Disaster prep for apartments or small homes

Adam R. works and lives in Fort Myers, Florida. He moved to the city about a year ago to be closer to work and to have a view of the water.

He lives in a 50-unit apartment complex but has lived in Florida most of his life and has survived plenty of hurricanes.

When Adam learned that Hurricane Ian was headed for his area, he prepared like he typically does. He purchased bottled water and food that would last a week or so.

And he prepared for life without electricity. He stocked up on batteries for his flashlight and lantern.

Adam lived in a second-floor apartment. The storm surge had not previously been a concern for him. He said that Hurricane Ian, “Seemed like a typical hurricane.”

When the storm moved closer, Adam noticed that the parking lot of his building was flooded. It looked like a river.

Soon after, there was a knock at Adam’s door. A downstairs neighbor said the water was getting high and he asked if his family could come to Adam’s apartment.

Of course, Adam said yes. The man went back to get his family as Adam waited.

Eventually, Adam became concerned that the man and his family had not come back so he went looking for them.

It turned out that the man and his family couldn’t get back out of their apartment because the water was rushing in. They couldn’t get the door open.

Adam helped the man as he handed his kids out the window.

Adam was able to help the family get to his apartment safely. They watched as the roof of the building peeled apart. Tree branches fell all around the complex.

A big yacht was wedged between two buildings in the complex. As more boats were pushed into the apartment complex Adam told everyone to get away from the windows.

One boat slammed into the concrete wall of the building. It was stuck between a power line and the building. Amazingly, they didn’t lose electricity.

Adam and his new roommates waited out the storm overnight in his apartment. And while the residents of the apartment survived, their apartments are no longer livable.
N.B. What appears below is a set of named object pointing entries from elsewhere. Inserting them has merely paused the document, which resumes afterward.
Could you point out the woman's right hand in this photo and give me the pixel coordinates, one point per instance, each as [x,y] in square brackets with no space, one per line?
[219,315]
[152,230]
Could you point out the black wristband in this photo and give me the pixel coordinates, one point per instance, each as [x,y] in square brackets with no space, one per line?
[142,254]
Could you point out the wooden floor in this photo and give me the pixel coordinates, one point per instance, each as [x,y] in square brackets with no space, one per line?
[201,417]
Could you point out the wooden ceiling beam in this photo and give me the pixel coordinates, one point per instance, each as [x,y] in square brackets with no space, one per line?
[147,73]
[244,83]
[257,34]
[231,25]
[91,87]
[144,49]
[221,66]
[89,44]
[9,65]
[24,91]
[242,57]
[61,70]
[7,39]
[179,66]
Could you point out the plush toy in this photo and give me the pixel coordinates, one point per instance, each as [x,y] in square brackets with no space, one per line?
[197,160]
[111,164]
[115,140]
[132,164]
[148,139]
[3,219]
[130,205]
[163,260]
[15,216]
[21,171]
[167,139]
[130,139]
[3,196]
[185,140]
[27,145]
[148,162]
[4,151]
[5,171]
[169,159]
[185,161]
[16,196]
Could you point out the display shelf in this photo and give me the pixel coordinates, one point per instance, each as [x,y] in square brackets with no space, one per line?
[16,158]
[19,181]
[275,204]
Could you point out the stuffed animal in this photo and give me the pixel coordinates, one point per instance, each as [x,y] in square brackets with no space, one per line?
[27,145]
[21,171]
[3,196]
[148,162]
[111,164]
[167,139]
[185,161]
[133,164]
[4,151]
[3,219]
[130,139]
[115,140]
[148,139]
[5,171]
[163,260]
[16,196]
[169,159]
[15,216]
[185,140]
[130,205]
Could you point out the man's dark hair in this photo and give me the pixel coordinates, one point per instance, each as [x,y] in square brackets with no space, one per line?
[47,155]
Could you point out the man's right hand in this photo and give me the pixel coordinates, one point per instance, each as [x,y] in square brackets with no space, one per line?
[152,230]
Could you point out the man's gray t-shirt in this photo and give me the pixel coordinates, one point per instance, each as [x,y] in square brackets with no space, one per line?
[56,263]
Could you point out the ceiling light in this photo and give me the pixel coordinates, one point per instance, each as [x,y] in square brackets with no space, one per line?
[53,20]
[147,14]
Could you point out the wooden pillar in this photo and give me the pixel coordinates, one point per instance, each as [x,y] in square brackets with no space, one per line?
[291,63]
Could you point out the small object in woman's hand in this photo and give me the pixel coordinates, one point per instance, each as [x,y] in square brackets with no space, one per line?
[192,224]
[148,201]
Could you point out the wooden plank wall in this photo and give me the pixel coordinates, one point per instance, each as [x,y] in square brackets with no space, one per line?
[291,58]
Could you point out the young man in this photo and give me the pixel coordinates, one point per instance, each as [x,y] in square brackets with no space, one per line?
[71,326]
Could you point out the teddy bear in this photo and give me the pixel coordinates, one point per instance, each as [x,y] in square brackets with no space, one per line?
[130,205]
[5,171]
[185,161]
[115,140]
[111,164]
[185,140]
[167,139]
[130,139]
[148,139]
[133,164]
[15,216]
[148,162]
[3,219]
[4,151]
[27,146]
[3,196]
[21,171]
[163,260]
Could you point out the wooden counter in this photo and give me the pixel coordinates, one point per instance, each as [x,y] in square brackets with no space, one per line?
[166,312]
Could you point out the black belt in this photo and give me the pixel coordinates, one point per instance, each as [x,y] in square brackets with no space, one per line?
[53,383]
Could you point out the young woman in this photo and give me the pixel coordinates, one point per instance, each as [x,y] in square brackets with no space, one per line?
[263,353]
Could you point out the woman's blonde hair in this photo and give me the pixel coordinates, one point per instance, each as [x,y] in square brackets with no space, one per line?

One thing Adam said about the ordeal was that he no longer needed an apartment with a waterfront view – he’d seen plenty of water.

The reality is that planning for a disaster in an apartment, condo, or similar type of dwelling can make things challenging.

For one, you can’t use a gas generator if the power goes out.

Plus, it can be hard to stockpile a year’s worth of food and water since space is limited.

But that doesn’t mean you can’t be prepared.

So, here are a few factors to keep in mind when preparing for a disaster in an apartment.

Renters insurance:

Even though you might not own the condo or apartment you still want to protect your possessions.

The owner or landlord is responsible for structural damage to the building, but if a disaster, such as a flood, ruins your personal belongings then it’s your responsibility.

The good thing about renter’s insurance is that it’s relatively inexpensive. For example, depending on where you live you can get insurance for about $300 a year.

It’s well worth the cost.

Meet your neighbors:

When you live in a single-family home you don’t see your neighbors all the time.

But when you live in an apartment, chances are you will see neighbors daily as you come and go.

During a disaster, your neighbors could be an important lifeline. If flooding occurs, you might need a place to go, such as another apartment.

It’s true that you can’t depend on anyone else to save you, but getting to know your neighbors and having someone nearby when disaster strikes could be a huge advantage.

Solar generator:

During a disaster, you won’t be able to use a gas or propane generator. They’re not realistic to use if you live in an apartment.

So, you should consider a solar generator. They’re ideal for an apartment since they are quiet, and don’t release fumes.

You won’t be able to provide power for your entire apartment, but a solar generator can keep the necessities running (like your refrigerator).

Where to park:

If a disaster is headed your way, think about where the best place to park your car would be.

It might not be at your apartment complex if you don’t think you can get out. It might be safer in a different location.

But your car should be close enough for you to get to by foot.

Maybe you could park a few blocks away, in an area that might not see as much flooding.

Perhaps a parking garage nearby where you can pull into a spot on the second story.

You can even keep some survival gear in your car including food and water.

This way, if things get bad enough in your apartment, and you need to bug out, you’ll have the supplies you need to make it out.

Also, you’ll have a bug-out bag that has enough gear for you to survive for 72 hours in case you are forced to leave your apartment.

When it comes to preparing for a disaster, you don’t need a big house or a lot of property. You can be ready wherever you live.

And don’t forget about storing items under your bed. My family has about 2 years’ worth of survival food and some of it is stored under our bed to save space.